AURORA, Colo. — Independent presidential candidate Robert F. Kennedy Jr. said in a speech Sunday that the U.S. president should be sitting down with foreign adversaries for negotiations, name-checking Russia’s Vladimir Putin, China’s Xi Jinping and former Iranian President Mahmoud Ahmadinejad, who hasn’t been in office for over a decade.
Kennedy made the comment the day Iran’s president since 2021, Ebrahim Raisi, dominated global headlines after his death in a helicopter crash on the Iran-Azerbaijan border. Raisi’s death hadn’t been confirmed by NBC News at the time of Kennedy’s comment, but reports of the crash had ricocheted around American and global media throughout the day.
“You can’t just ban AI. You can’t even over-regulate it, because it will chase it out of our country. We want to keep it here,” Kennedy said in his speech, talking about artificial intelligence to a crowd of hundreds Sunday afternoon.
“We need to be sitting down with other world leaders, with people like President Xi and President Putin and President Ahmadinejad, the prime minister, all the people — we can’t afford to be at war anymore,” Kennedy said.
Hassan Rouhani succeeded Ahmadinejad in August 2013. Ahmadinejad gained broad notice around the world as a major proponent of Iran’s nuclear program.
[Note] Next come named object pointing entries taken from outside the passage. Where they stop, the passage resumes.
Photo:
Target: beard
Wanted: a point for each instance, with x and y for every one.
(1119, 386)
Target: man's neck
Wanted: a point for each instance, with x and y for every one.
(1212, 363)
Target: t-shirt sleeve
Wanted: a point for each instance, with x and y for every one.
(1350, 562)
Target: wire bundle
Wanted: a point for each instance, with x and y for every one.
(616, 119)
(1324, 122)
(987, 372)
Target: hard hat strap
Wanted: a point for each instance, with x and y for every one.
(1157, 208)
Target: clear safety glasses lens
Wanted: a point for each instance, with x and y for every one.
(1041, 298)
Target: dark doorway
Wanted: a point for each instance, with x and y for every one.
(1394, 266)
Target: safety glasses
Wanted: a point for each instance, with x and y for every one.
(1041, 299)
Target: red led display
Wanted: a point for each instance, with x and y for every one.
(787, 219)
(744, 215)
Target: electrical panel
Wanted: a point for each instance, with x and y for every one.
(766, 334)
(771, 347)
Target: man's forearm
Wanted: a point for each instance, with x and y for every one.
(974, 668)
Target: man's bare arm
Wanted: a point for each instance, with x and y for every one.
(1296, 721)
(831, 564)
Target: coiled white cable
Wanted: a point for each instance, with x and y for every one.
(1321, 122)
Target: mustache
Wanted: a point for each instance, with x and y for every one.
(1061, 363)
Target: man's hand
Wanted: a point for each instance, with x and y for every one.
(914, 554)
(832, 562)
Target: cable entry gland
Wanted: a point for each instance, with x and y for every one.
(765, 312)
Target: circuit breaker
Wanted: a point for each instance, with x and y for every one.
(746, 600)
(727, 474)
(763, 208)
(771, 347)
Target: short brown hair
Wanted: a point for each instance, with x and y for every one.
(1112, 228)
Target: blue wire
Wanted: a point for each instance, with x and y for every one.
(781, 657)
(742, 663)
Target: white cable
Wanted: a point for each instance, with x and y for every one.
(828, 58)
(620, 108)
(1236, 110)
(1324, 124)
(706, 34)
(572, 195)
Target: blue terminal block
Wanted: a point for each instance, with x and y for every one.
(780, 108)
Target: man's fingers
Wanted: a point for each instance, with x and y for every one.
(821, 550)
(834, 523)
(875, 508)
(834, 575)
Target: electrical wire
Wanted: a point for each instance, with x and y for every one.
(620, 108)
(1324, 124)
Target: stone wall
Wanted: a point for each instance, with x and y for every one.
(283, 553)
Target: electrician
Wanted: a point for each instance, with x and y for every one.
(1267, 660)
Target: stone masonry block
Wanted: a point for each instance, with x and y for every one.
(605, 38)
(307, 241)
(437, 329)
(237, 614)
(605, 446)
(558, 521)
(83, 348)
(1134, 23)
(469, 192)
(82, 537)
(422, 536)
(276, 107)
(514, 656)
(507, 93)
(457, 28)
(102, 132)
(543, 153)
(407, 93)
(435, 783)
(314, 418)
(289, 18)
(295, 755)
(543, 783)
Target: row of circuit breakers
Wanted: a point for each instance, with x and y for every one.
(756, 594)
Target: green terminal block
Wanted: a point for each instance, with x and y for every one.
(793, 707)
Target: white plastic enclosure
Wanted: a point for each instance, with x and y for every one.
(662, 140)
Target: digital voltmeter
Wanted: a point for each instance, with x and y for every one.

Iran, the U.S. and several other countries agreed on restrictions on the program in 2015, but President Donald Trump exited the Obama-era agreement during his administration, saying the deal wasn’t enough to “prevent an Iranian nuclear bomb.”
The Kennedy campaign didn’t respond to a question about why he included Ahmadinejad in the list of leaders the president should meet.